Bensberger Runde 2025: Ausbildung attraktiv gestalten

Zur 11. Bensberger Runde der Rheinisch-Bergischen Wirtschaftsförderung fanden sich im Ballsaal des Grandhotel Schloss Bensberg Vertreter rheinisch-bergischer Unternehmen und Institutionen zusammen. Thema des Abends: Die Ausbildung. Zwischen berufsständischer Ehre und Fachkräftemangel, zwischen Notwendigkeit und Kosten, zwischen Best Practice und offenen Fragen: In zwei Gesprächsrunden näherte sich der Abend zielstrebig der Erkenntnis: Ausbildung muss neu gedacht werden – und sie lohnt sich!

Zum exklusiven Strategiegespräch über die Zukunftsthemen des Wirtschaftsstandortes Rheinisch-Bergischer Kreis begrüßte Volker Suermann, Geschäftsführer der Rheinisch-Bergischen Wirtschaftsförderungsgesellschaft mbH (RBW), rund 70 Gäste. Ein Thema der Zukunft ist die Ausbildung, die eng verbunden ist mit der Fachkräftesicherung.

Jüngst hat die RBW die Unternehmen wieder zur ihrer aktuellen Lage und ihren Herausforderungen befragt. Und es bleibt ein Dauerbrenner: Mit 55 Prozent lag die Fachkräftesicherung in der aktuellen Unternehmensbefragung der RBW auf Platz zwei der zentralen Herausforderungen für 2025. „Das Thema wird ein Bottleneck der wirtschaftlichen Entwicklung in Deutschland bleiben“, sagte Geschäftsführer Volker Suermann bei der Begrüßung der Gäste. „Wir sind davon überzeugt, dass eines der entscheidenden Instrumente der Fachkräftesicherung die Ausbildung der eigenen Fachkräfte ist.“

Ein herzliches Dankeschön von Volker Suermann ging an das Grandhotel Schloss Bensberg und an die Genossenschaftsbanken, welche die Veranstaltung wie immer unterstützten: Die VR Bank Bergisch Gladbach-Leverkusen, die Bensberger Bank und die Volksbank Berg. Alle drei sind auch Gesellschafter der RBW.

Die Bensberger Runde ist das exklusive Strategiegespräch über die Zukunftsthemen des Wirtschaftsstandortes Rheinisch-Bergischer Kreis. Im Althoff Grandhotel Schloss Bensberg fand die Runde nun zum 11. Mal statt.

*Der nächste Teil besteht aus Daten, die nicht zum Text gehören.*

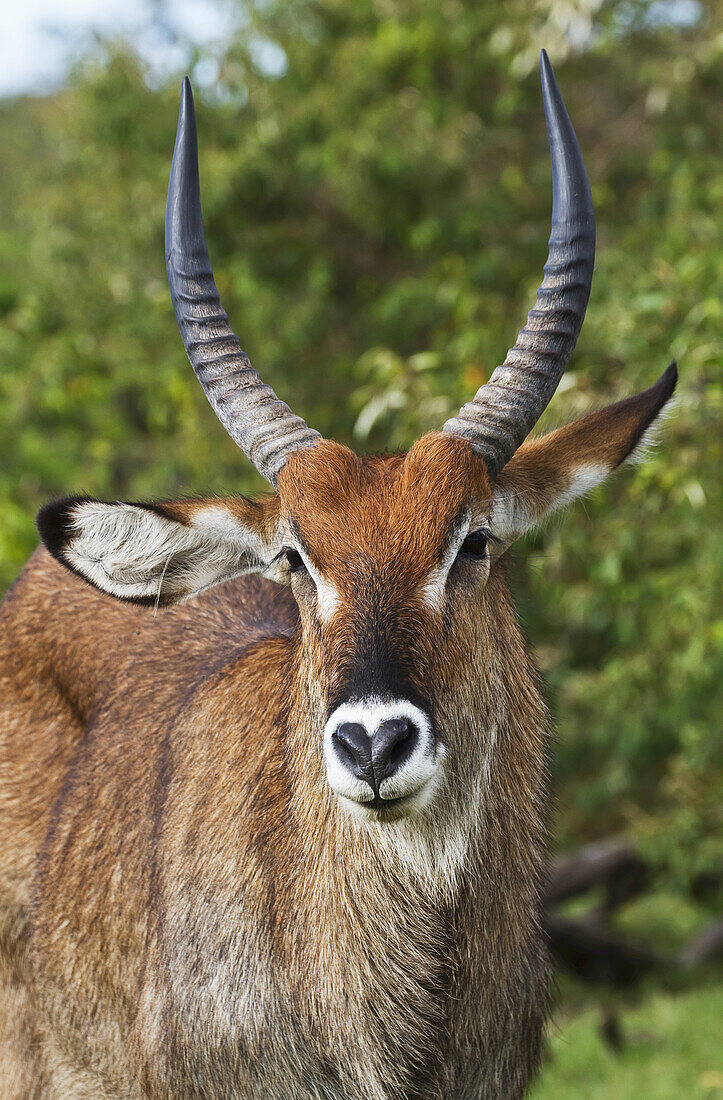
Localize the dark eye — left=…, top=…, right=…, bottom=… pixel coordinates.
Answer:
left=283, top=547, right=306, bottom=573
left=458, top=530, right=488, bottom=560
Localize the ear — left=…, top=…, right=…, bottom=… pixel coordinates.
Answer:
left=489, top=363, right=677, bottom=548
left=37, top=495, right=282, bottom=605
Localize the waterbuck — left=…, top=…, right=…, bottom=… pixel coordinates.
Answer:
left=0, top=52, right=676, bottom=1099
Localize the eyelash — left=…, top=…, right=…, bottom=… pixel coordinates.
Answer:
left=283, top=547, right=307, bottom=573
left=457, top=529, right=490, bottom=560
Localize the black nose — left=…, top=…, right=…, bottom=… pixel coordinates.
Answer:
left=332, top=718, right=418, bottom=792
left=372, top=718, right=417, bottom=780
left=333, top=722, right=373, bottom=785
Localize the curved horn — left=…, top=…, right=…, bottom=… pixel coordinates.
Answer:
left=165, top=78, right=321, bottom=485
left=442, top=50, right=596, bottom=478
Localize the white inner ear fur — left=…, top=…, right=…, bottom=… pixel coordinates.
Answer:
left=63, top=502, right=275, bottom=601
left=490, top=463, right=610, bottom=546
left=622, top=397, right=677, bottom=467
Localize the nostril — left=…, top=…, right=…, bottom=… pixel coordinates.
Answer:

Zuvor gab es bereits drei Veranstaltungen unter dem Namen Lerbacher Runde im Schloss Lerbach, das aber geschlossen wurde.

Die Rheinisch-Bergische Wirtschaftsförderungsgesellschaft mbH (RBW) lädt jährlich ausgewählte Gäste aus den Unternehmen und Institutionen zu diesem Gespräch ein.
Partner der Bensberger Runde sind die VR Bank Bergisch Gladbach-Leverkusen eG, die Volksbank Berg eG und die Bensberger Bank eG.

Die Akteure und Partner der Bensberger Runde 2025 (v.l.n.r.): Markus Theß (Sieg + Partner), Boris Korlatzki (BARLOG Plastics), Christoph Gubert (Volksbank Berg), Silke Ratte (RBW), Sophia Tiemann (Rheinisch-Bergischer Kreis), Helmut Vilmar (Volksbank Berg), Volker Suermann (RBW), Sabine Kipke (P.J. Schulz), Landrat Stephan Santelmann, Holger Schwarz (Bensberger Bank), Marus Otto (Kreishandwerkerschaft), Volker Wabnitz und Thomas Büscher (VR Bank Bergisch Gladbach-Leverkusen)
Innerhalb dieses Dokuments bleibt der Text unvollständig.